XML Service Enablement
All reports or queries inherently web services. This means that these services can be re-used to create new web applications with very little effort. These rapid-applications, also known as mashups, allow researchers to quickly create new reports or visualizations of large and complex data sets.
Automated Document Versioning
The eXist-db 1.4 system also includes a full XML document versioning system when documents are updated. These versioning files provide a view into prior versions of XML documents with reports that show line-by-line differences between versions of documents as well as reports about who changed these documents and when the changes were made.
Workflow and Publishing Functions
The Syntactica has developed (and is in the process of developing) tools that make it easy to create and manage the overall software lifecycle including requirements management, use cases, business terminology, role-based access control, task management, workflow management and publishing to external web sites.
Roadmap of Enhancements
The Syntactica is actively working with several organizations to make it easier for organizations to have full turn-key solutions to manage TEI documents. These list of enhancements includes:
- Site role management application – defining site-wide roles and associating individual with content collection roles (authoring, editing, approving etc.)

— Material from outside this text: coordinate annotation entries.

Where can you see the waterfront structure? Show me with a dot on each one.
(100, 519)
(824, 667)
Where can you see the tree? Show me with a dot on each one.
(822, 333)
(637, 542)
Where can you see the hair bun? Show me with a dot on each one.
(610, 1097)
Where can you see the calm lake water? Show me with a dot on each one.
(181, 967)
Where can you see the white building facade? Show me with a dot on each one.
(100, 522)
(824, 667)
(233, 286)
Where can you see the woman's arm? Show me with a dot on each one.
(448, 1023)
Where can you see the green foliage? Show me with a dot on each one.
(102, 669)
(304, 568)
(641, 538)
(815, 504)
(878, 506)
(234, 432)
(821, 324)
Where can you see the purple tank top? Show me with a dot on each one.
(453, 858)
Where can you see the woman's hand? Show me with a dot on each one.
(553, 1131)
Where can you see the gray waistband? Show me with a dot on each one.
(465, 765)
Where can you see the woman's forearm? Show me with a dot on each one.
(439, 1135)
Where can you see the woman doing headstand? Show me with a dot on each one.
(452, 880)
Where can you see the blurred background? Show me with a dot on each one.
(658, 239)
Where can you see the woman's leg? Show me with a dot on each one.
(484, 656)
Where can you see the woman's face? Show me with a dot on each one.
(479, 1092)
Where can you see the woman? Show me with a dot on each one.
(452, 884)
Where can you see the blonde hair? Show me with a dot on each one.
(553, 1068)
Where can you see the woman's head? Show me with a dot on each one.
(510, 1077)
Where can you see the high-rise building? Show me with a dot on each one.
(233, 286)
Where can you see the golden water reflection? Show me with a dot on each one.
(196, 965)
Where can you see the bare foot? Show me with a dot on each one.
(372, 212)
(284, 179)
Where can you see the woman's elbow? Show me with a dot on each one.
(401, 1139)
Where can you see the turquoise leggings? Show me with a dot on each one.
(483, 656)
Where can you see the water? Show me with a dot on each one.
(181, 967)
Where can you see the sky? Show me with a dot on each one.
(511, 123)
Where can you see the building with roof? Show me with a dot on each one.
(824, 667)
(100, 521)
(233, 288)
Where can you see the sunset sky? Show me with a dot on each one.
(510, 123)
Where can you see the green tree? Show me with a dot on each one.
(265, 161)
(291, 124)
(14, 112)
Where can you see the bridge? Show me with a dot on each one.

- Role based access control – assigning permissions based on a person’s roles
- Remote publishing – allowing publishing to a public web site with a single click
- Database synchronization – allows developers to automatically sync with central systems
- Source-code versioning integration – better integration with version control systems such as Subversion)
- Streamlined web content management tools (news updates, FAQs, Glossary of Terms etc.)
TEI Demonstration Application
We have been working with Dr. Martin Mueller at Northwestern University to create a series of Beginners Guides that help TEI users understand the simplicity, elegance and power behind using native XML databases and the XQuery languge. Dr. Mueller has kindly provided us with around 40 plays and poems of William Shakespeare that have been coded in TEI. The following is a link to a demonstration application:
http://www.syntactica.com/rest/db/org/northwestern/apps/tei/index.xqPlease note some of the following features in this demonstration:
- We created a simple navigation page by the writing of a simple "collection" query of all plays. This query simply displays all the titles of the plays and presents users with a link to each play or other reports for that play. You can also view the TEI files directly with this link. We recomend using the FireFox web browser to view the XML files.
- We created TEI to HTML Viewers for each Act and Scene. Please note that each of these viewers takes an ID as a URL parameter. This demonstrates that each XQuery is a complete REST service that uses a URL parameter to select which act or scene is viewed.
- We created a simple rule-based TEI to HTML transforms using the powerful XQuery typeswitch function. This tranform creates a function for each TEI tag that you would like to convert to HTML. With a day of training users can quickly learn to modify this tranform to include or exclued the tranform of TEI elements to HTML or XSL-FO for printing.
- We created a simple search and retrieval tool using the Lucene fulltext indexing system.
- The search results us the exist Key Word in Context (KWIC) highlighting in search results.
We feel that the way that TEI documents are coded can have a dramatic impact on the ability to create simple XQueries that navigate the document structures. We feel that anyone that is charged with coding TEI files should have some experience creating XQuery tranformation of these file.
Please contact us if you are interested in seeing the full source code for this application. We are currently in discussions concerning our ability to distribute the TEI files in a training system.
We are currently working with Dr. Mueller and Dr. Joe Wicentowski of the US State Department to create additional documentation for beginners based on this example material.